Read how Chemistry Ventures is raising a $500M second fund to back early-stage AI startups with concentrated seed and Series A investments led by experienced venture partners.

FAQ

  • What funding did Econovus Packaging raise? Econovus Packaging raised ₹40 crore in a pre-Series A round announced on July 7, 2026. Rainmatter, Zerodha’s investment arm, led the round, and Rockstud Capital also participated.
  • How does Econovus Packaging work? It works like an engineering-led packaging partner for industrial customers, not a plain packaging vendor. The company uses a 10-step development process that runs from requirement mapping and design through simulation, prototyping, testing, pilot supplies, and production. It also offers returnable systems with asset tracking plus UN3480-certified lithium-ion battery packaging.
  • Who founded Econovus Packaging?

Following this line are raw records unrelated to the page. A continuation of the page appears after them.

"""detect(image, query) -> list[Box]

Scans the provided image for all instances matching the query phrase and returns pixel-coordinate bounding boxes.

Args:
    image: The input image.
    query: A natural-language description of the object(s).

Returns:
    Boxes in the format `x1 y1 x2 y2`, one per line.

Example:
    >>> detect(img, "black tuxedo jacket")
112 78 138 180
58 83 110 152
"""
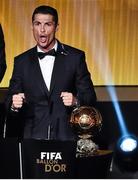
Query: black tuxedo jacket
0 24 6 83
6 41 96 140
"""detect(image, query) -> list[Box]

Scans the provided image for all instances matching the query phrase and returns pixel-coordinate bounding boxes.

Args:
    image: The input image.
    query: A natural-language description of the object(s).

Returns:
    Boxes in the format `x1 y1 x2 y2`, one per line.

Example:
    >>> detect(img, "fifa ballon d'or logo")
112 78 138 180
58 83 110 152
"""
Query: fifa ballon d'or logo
36 152 66 173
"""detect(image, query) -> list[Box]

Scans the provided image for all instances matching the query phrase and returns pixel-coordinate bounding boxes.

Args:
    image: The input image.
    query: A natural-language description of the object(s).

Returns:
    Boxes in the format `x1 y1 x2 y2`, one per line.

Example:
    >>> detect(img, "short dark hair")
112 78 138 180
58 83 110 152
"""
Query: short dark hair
32 5 58 25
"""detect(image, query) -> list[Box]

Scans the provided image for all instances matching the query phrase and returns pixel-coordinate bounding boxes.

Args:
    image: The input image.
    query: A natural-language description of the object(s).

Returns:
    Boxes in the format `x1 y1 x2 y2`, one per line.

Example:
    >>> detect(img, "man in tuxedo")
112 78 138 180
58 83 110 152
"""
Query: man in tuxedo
0 24 6 83
5 5 97 140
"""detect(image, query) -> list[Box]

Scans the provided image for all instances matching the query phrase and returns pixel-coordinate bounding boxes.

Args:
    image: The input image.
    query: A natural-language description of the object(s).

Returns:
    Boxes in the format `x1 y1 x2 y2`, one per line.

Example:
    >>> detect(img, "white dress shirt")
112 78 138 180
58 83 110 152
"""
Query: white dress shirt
37 41 58 91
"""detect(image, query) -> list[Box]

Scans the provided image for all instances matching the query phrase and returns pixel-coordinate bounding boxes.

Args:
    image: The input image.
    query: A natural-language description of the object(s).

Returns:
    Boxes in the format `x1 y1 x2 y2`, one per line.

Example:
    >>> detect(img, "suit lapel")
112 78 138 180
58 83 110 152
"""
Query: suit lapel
50 54 65 94
49 41 68 95
30 47 49 96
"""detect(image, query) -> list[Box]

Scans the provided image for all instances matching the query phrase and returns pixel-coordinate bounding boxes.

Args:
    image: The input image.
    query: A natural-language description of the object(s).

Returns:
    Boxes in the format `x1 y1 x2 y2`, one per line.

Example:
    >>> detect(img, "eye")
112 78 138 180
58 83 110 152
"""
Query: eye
45 22 53 27
33 21 40 26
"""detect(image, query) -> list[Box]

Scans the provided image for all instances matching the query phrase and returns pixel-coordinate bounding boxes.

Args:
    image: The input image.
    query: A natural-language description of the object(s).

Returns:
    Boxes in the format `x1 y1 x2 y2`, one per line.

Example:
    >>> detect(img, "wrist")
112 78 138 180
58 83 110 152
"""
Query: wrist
73 97 80 107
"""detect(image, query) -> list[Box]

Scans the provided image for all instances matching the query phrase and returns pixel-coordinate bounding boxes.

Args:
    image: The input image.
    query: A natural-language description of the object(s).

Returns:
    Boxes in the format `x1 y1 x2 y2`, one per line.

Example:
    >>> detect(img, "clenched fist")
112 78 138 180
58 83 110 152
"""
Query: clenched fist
60 92 77 106
11 93 25 110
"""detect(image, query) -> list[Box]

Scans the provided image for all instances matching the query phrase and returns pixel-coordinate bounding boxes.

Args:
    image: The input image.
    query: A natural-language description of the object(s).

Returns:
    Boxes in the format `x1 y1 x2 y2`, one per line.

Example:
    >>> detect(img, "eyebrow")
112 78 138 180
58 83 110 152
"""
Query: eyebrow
33 20 54 24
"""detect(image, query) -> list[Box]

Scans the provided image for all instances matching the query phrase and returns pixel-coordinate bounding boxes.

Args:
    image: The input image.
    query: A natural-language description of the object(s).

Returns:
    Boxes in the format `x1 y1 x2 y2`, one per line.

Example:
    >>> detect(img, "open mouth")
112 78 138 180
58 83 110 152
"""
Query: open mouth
40 35 47 43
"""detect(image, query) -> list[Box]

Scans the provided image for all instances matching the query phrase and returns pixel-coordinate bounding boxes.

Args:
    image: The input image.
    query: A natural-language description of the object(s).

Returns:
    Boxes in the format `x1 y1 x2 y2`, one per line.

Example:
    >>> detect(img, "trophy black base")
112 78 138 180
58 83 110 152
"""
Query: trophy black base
76 150 113 179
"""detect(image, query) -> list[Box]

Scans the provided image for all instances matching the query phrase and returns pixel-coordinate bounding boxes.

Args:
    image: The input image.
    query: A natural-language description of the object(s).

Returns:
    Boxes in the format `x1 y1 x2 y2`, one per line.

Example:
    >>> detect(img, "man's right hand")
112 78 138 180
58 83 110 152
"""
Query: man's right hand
11 93 25 110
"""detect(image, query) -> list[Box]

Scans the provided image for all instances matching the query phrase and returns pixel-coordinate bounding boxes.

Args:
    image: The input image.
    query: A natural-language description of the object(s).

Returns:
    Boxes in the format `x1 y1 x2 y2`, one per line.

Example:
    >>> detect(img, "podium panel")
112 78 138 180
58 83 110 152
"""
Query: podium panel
0 138 113 178
21 139 77 179
0 138 20 179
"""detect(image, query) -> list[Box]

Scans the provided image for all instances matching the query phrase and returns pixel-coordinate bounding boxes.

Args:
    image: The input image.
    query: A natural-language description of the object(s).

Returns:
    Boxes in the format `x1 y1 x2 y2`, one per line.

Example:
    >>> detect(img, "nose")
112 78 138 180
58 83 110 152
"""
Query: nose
40 24 45 32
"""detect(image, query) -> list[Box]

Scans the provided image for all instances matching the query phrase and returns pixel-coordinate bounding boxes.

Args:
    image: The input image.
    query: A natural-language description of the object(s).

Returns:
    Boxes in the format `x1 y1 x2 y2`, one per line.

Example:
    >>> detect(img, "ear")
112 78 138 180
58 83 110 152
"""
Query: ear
55 23 59 32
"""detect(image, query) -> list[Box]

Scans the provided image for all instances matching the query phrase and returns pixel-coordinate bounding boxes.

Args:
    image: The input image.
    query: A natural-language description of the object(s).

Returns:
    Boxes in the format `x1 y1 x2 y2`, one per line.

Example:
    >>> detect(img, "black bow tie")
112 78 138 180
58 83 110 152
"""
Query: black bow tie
37 49 56 59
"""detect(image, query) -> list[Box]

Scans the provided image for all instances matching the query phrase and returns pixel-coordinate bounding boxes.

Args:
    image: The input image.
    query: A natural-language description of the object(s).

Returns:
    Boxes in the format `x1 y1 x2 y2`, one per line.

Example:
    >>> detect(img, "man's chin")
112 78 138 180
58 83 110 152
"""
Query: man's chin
38 44 49 50
40 43 48 47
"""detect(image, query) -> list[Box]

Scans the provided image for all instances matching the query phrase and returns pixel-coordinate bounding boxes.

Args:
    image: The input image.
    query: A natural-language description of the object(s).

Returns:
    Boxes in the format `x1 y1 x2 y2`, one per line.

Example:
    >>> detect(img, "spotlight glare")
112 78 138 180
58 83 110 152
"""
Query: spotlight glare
120 137 137 152
115 135 138 172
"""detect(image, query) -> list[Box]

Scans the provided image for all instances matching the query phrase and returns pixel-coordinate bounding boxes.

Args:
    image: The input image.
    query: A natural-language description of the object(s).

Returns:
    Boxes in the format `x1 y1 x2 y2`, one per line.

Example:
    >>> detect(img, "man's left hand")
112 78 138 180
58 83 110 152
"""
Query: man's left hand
60 92 77 106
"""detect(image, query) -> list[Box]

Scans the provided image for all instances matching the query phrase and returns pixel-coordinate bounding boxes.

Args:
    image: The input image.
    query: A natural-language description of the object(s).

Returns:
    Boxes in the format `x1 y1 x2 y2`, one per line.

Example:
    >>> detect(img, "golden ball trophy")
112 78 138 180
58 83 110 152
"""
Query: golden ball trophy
70 106 102 157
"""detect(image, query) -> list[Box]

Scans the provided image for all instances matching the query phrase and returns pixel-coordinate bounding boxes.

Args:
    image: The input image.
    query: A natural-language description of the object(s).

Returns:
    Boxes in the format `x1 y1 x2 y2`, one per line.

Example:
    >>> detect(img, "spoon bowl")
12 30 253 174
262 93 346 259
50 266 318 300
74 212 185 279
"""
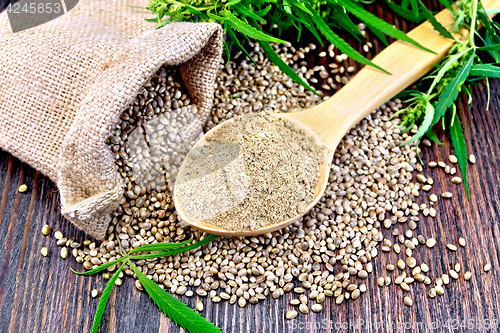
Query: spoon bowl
173 115 334 236
174 1 498 236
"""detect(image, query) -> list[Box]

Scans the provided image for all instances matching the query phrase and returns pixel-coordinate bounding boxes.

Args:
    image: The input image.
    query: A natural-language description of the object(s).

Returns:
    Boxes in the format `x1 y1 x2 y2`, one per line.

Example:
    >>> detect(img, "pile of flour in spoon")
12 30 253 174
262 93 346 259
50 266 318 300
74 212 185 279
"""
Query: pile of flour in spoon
175 113 327 232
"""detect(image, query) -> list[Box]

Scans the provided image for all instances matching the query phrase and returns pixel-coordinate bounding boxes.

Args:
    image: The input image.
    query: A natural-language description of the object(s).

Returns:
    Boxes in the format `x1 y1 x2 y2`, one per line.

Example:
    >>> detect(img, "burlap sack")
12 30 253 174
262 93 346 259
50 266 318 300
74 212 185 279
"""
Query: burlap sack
0 0 223 239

Ramesh Prasad founded Econovus Packaging in January 2019 in Pune. His background is in manufacturing and supply chain work, which explains why the company focuses so heavily on packaging efficiency, process discipline, and industrial use cases instead of consumer branding.
  • Is Econovus Packaging in the sustainable packaging market or the manufacturing market? It’s in both. Econovus sits inside sustainable industrial packaging — a corner of manufacturing where packaging design, logistics, export compliance, and material efficiency all matter — and that niche is getting a lift from India’s expanding green packaging demand and record engineering exports.